Sin embargo, su carrera quedó marcada por la fatídica final de liga del Clausura 2013 ante el Club América. En aquel encuentro, un desvío accidental en un remate de cabeza derivó en el gol del empate rival. Esa falla fortuita en los últimos minutos cambió el destino de un título que parecía sentenciado para el cementero.
A pesar de haber ganado la Concachampions 2014, aquel episodio en el Estadio Azteca lo persiguió mediáticamente durante años, incluso declarando que fue el peor día de su vida. Tras su salida de la institución capitalina, el futbolista buscó nuevos aires en equipos como Pumas y Atlético San Luis. No obstante, nunca logró recuperar el protagonismo que alcanzó durante su etapa celeste.
El alejamiento definitivo de Alejandro Castro tras su retiro
Una vez que decidió colgar los botines de forma profesional, el exjugador optó por un perfil extremadamente bajo. A diferencia de otros referentes de su generación, Alejandro Castro no buscó espacio como analista en televisión. El antiguo dorsal cinco de la institución prefirió distanciarse del ruido que genera el fútbol mexicano.

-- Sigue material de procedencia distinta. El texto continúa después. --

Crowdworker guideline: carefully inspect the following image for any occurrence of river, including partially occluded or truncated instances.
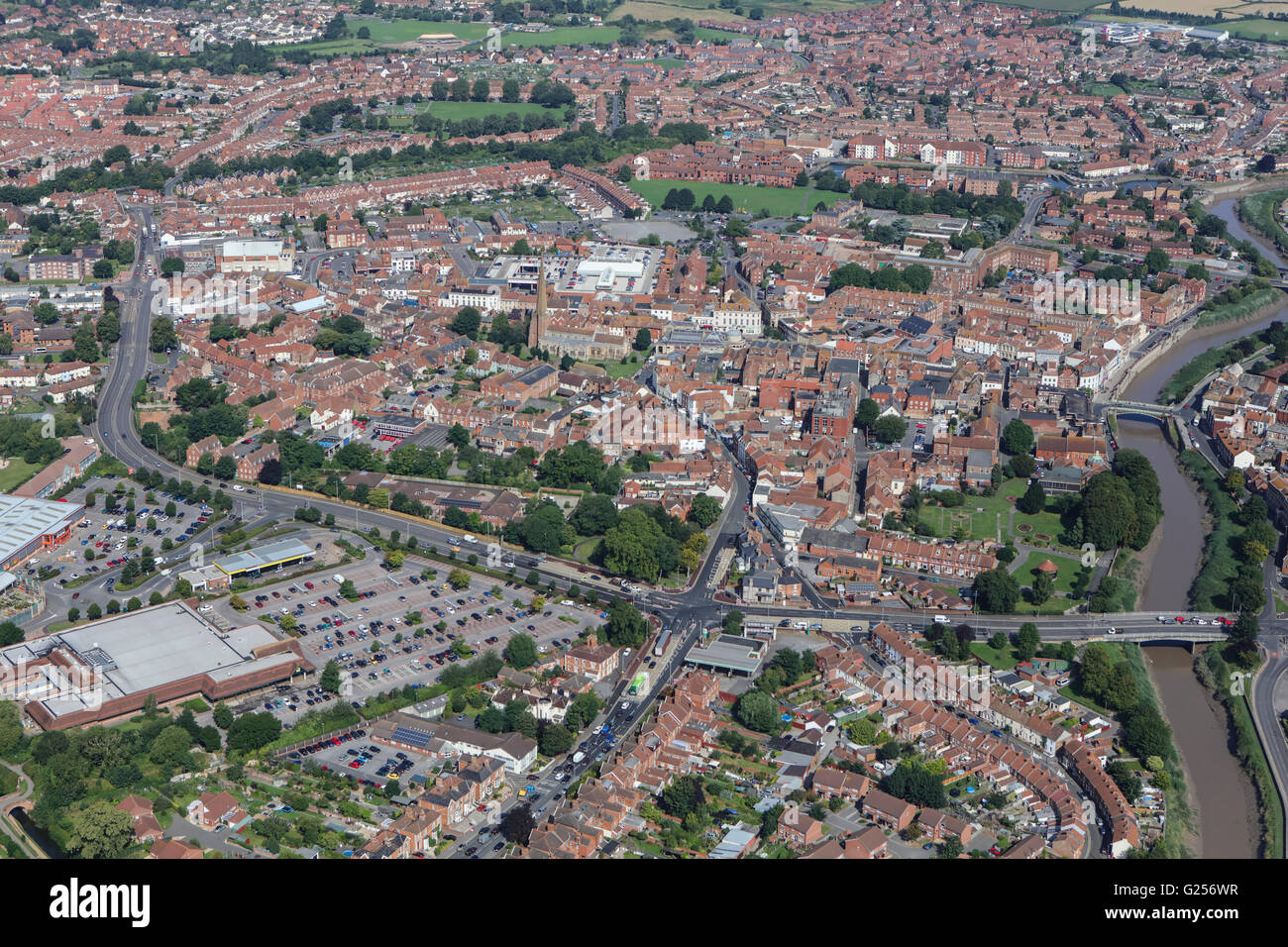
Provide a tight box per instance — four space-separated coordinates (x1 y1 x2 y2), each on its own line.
1118 201 1284 858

Su último vínculo oficial con el club fue como integrante del cuerpo técnico de Robert Dante Siboldi. Tras la estrepitosa eliminación ante el conjunto de la UNAM en 2020, el exmediocampista fue despedido del equipo. Desde aquel momento, su paradero profesional y sus proyectos personales se mantienen como una auténtica incógnita para la prensa deportiva.
Hoy en día, el legado de Alejandro Castro en el equipo de la Ciudad de México es recordado con melancolía. Su transición desde la gloria del campeonato hasta el anonimato total refleja la presión del futbol de alto rendimiento, algo que reveló a lo largo del tiempo en varias entrevistas.
En diálogo con Shaggy Martínez, Castro expresó: “Fue mi peor día. He pasado cosas personales bastante complejas, pero ese es el peor día de mi vida, la pasé terrible. Me sentía responsable de haber perdido el juego, entonces fue muy complicado superar eso. Ya después de muchos años, voy a comprar a un Oxxo, viene alguien y me pregunta si era Alejandro Castro, me dio la mano y me dijo: ‘No te preocupes, todos la cagamos’”.